Makes it a crime to obstruct any emergency responder, not just police. Lets the governor and local leaders set temporary emergency operation zones during disasters. In these zones, officers must show ID, coordinate with incident command, get warrants, and avoid disrupting response. Cities, counties, and command teams can’t target responders based on race or immigration status and must limit data use. Agencies must update policies by 2028.
Vote Yes on this bill if you want stronger protections for responders, temporary emergency operation zones with clear rules for officers, limits on discriminatory targeting based on immigration or ethnicity, and updated city and county policies to keep disaster responses safe and coordinated.

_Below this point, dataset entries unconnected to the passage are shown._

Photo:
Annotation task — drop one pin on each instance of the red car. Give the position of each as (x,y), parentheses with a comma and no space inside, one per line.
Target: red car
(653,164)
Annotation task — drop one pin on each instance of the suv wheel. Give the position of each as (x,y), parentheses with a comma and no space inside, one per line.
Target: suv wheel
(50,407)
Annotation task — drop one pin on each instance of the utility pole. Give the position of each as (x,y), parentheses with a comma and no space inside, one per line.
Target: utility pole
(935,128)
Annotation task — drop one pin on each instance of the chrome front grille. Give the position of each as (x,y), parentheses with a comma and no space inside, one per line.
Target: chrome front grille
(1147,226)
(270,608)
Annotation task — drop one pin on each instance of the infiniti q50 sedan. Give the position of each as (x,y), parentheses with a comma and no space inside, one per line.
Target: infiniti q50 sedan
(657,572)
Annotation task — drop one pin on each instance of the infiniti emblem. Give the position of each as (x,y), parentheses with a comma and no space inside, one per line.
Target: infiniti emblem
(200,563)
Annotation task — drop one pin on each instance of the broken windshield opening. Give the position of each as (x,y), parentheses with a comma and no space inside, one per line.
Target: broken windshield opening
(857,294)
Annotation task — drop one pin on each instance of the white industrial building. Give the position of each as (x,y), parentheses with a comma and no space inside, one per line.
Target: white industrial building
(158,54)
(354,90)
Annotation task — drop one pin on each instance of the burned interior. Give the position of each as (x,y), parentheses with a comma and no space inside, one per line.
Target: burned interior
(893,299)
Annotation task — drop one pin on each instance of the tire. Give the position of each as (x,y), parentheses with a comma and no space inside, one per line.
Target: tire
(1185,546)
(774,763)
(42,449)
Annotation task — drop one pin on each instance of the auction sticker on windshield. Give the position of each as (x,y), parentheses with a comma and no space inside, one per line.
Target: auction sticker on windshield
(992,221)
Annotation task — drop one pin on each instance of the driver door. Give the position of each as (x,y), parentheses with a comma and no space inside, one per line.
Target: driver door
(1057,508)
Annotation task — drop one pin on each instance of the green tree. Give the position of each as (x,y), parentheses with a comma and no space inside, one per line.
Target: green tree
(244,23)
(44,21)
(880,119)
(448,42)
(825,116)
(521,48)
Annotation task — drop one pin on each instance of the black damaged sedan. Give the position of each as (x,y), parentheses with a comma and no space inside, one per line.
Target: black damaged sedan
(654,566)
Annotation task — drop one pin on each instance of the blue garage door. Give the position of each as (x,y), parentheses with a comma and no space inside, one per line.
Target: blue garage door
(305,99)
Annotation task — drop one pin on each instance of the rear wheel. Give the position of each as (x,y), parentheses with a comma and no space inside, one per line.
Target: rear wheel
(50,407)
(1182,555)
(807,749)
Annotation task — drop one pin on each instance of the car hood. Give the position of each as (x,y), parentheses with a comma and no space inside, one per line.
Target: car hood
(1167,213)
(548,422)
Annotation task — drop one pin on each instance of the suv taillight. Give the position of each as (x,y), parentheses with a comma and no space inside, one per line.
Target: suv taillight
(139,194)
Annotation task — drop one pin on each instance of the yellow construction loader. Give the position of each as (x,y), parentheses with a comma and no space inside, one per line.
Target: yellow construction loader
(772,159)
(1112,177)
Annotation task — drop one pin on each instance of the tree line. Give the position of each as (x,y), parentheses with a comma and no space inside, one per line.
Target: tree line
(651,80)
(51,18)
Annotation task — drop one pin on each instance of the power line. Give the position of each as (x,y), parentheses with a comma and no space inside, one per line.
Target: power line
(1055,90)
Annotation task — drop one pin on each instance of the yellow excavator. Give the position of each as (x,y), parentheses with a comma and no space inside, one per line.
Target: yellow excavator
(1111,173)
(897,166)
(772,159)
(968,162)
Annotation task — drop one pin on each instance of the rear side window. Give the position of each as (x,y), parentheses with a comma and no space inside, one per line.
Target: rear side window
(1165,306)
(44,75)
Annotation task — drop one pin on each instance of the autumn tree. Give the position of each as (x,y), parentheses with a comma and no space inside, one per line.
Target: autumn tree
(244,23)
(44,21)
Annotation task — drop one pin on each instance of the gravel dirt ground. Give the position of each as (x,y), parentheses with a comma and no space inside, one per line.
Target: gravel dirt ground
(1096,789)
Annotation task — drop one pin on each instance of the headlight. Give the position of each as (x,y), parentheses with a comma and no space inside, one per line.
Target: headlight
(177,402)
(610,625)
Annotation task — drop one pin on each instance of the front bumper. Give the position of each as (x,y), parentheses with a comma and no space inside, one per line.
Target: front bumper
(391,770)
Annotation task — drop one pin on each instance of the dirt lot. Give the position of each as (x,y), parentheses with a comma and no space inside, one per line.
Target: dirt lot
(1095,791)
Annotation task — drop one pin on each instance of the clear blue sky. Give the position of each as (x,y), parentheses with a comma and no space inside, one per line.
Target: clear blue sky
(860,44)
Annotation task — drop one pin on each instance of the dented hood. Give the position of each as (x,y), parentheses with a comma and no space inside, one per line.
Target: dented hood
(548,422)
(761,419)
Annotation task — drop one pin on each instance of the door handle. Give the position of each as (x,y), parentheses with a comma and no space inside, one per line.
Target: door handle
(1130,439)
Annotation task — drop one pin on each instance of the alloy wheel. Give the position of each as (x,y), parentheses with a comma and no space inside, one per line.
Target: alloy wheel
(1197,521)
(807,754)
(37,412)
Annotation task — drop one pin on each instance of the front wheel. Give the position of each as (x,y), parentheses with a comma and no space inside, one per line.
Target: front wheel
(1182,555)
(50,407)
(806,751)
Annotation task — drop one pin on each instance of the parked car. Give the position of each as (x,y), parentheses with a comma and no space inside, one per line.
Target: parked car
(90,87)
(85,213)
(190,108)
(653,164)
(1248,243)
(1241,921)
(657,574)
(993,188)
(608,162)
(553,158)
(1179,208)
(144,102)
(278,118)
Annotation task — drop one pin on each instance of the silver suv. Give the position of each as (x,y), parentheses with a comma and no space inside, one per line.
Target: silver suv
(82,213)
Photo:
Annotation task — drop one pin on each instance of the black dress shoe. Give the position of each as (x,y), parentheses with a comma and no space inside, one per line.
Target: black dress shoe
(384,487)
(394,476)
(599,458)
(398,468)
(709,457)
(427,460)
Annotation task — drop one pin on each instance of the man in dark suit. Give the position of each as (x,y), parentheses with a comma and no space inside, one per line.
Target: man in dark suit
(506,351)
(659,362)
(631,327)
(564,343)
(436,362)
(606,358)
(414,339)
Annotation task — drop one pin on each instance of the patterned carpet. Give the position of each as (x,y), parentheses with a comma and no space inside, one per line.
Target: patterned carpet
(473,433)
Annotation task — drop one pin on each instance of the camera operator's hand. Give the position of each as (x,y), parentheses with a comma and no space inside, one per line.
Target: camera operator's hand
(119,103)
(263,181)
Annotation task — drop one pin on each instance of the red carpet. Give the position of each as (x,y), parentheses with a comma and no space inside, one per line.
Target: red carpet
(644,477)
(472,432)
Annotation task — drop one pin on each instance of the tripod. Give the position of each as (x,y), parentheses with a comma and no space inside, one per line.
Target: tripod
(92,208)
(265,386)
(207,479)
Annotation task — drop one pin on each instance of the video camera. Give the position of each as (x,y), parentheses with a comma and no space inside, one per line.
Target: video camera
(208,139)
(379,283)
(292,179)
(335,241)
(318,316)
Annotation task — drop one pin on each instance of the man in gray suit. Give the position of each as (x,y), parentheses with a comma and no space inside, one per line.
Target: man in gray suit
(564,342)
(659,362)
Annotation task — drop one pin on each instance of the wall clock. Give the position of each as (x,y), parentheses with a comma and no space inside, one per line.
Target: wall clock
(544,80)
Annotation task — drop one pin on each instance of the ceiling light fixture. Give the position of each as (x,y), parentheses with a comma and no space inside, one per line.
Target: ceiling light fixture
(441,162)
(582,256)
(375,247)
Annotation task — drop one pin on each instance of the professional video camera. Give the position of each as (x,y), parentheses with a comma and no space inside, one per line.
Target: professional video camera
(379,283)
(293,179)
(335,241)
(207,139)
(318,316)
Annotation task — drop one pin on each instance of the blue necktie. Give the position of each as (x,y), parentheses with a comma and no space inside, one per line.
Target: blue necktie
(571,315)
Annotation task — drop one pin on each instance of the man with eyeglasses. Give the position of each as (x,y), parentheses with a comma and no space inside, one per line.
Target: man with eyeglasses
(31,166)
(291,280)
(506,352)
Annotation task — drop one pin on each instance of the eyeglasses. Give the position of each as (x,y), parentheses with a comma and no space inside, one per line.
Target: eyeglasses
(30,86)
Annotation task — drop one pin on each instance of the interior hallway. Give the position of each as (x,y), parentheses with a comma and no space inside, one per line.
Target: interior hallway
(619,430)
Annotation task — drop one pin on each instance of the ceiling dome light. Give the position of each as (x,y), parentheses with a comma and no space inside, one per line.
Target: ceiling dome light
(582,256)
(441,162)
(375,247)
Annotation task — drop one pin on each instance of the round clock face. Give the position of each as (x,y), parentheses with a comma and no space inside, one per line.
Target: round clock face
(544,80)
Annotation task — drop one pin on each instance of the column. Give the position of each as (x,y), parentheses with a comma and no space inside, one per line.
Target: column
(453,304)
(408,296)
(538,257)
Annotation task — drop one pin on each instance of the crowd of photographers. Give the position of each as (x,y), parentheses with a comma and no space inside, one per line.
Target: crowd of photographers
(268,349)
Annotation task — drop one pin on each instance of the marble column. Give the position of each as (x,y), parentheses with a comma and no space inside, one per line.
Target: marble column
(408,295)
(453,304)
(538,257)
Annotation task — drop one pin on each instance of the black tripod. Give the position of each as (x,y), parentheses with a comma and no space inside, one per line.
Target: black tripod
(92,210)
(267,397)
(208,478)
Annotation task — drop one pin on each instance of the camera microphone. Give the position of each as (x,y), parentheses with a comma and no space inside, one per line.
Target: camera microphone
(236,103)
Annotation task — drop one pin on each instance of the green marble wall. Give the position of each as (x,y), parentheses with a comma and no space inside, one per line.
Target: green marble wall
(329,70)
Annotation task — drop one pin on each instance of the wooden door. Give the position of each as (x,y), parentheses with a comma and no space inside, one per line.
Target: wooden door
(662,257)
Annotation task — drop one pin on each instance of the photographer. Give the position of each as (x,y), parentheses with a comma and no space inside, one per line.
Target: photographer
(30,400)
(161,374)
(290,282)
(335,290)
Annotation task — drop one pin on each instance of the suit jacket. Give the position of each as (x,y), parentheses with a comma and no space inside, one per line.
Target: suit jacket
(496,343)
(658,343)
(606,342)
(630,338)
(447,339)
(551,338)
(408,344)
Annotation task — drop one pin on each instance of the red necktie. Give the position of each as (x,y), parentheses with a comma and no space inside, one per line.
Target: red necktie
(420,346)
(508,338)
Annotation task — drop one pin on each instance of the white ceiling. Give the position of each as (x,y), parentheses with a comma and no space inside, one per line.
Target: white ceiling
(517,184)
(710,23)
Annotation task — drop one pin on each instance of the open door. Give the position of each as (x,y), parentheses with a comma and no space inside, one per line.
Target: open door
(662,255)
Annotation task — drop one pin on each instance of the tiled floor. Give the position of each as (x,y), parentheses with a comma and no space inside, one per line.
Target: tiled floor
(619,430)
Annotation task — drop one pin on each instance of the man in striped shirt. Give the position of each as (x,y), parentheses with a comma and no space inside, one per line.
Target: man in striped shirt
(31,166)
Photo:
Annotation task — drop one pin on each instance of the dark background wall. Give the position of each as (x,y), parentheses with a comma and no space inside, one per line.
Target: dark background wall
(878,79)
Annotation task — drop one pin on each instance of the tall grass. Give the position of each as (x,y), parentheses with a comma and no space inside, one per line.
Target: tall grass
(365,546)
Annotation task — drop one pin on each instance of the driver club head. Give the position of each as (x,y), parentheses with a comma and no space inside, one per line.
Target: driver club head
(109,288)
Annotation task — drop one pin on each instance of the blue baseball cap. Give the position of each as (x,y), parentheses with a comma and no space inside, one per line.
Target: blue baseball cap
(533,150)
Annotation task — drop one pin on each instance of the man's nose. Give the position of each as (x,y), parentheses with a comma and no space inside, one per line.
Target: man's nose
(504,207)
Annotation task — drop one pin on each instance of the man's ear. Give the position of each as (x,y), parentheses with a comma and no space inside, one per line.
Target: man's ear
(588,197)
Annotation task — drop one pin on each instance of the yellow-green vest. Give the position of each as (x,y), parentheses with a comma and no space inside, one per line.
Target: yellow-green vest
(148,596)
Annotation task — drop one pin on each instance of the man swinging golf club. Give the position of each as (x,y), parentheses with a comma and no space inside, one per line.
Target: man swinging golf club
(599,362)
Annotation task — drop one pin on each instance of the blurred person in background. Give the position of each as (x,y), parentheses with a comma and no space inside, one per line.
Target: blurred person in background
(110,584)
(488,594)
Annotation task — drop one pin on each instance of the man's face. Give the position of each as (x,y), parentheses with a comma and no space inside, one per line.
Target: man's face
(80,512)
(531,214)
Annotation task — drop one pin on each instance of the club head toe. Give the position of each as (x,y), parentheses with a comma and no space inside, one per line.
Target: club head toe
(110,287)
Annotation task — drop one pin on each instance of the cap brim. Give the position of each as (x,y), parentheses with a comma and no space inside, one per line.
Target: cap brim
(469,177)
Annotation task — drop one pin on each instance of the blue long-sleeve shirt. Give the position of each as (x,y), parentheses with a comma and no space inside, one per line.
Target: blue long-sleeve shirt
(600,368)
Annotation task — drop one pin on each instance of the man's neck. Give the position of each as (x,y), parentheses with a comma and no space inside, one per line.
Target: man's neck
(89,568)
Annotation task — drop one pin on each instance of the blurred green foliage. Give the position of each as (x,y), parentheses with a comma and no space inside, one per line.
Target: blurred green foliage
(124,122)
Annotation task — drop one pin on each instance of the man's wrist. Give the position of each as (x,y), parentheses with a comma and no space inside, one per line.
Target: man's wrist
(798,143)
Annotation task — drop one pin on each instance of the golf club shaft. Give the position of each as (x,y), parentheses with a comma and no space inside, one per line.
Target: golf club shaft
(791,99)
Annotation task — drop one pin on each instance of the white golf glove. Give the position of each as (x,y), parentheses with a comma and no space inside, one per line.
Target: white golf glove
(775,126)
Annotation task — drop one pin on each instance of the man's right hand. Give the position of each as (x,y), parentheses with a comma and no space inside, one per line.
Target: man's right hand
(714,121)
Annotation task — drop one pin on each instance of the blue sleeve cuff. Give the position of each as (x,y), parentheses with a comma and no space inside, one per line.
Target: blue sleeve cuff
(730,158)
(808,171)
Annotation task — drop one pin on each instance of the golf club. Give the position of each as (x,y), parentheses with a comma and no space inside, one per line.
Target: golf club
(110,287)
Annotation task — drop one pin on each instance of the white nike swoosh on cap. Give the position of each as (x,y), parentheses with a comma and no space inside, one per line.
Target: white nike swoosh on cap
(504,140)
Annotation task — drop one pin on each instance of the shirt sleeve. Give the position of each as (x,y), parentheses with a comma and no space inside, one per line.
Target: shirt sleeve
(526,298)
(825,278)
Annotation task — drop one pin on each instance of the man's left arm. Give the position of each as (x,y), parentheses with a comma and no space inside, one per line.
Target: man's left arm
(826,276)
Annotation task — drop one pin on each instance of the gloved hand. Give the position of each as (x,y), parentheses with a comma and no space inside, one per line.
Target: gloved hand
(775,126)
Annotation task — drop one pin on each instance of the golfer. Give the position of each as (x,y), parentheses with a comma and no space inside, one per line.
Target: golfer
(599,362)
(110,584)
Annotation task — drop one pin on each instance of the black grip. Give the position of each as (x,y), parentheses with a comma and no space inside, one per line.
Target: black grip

Organizations that support this bill may include firefighter unions, EMT and paramedic associations, emergency management and public safety groups, immigrant rights and civil rights organizations, and local government associations seeking clearer disaster coordination.
Vote No on this bill if you want to avoid expanding the obstruction crime, prevent new identification, disclosure, and warrant requirements for officers in disaster zones, keep broader cooperation with federal enforcement, and limit new policy and reporting mandates on local agencies.
Organizations that oppose this bill may include some law enforcement and prosecutors’ associations, federal immigration enforcement stakeholders, and press freedom or civil liberties groups concerned about broader obstruction laws or restricted access near emergency scenes.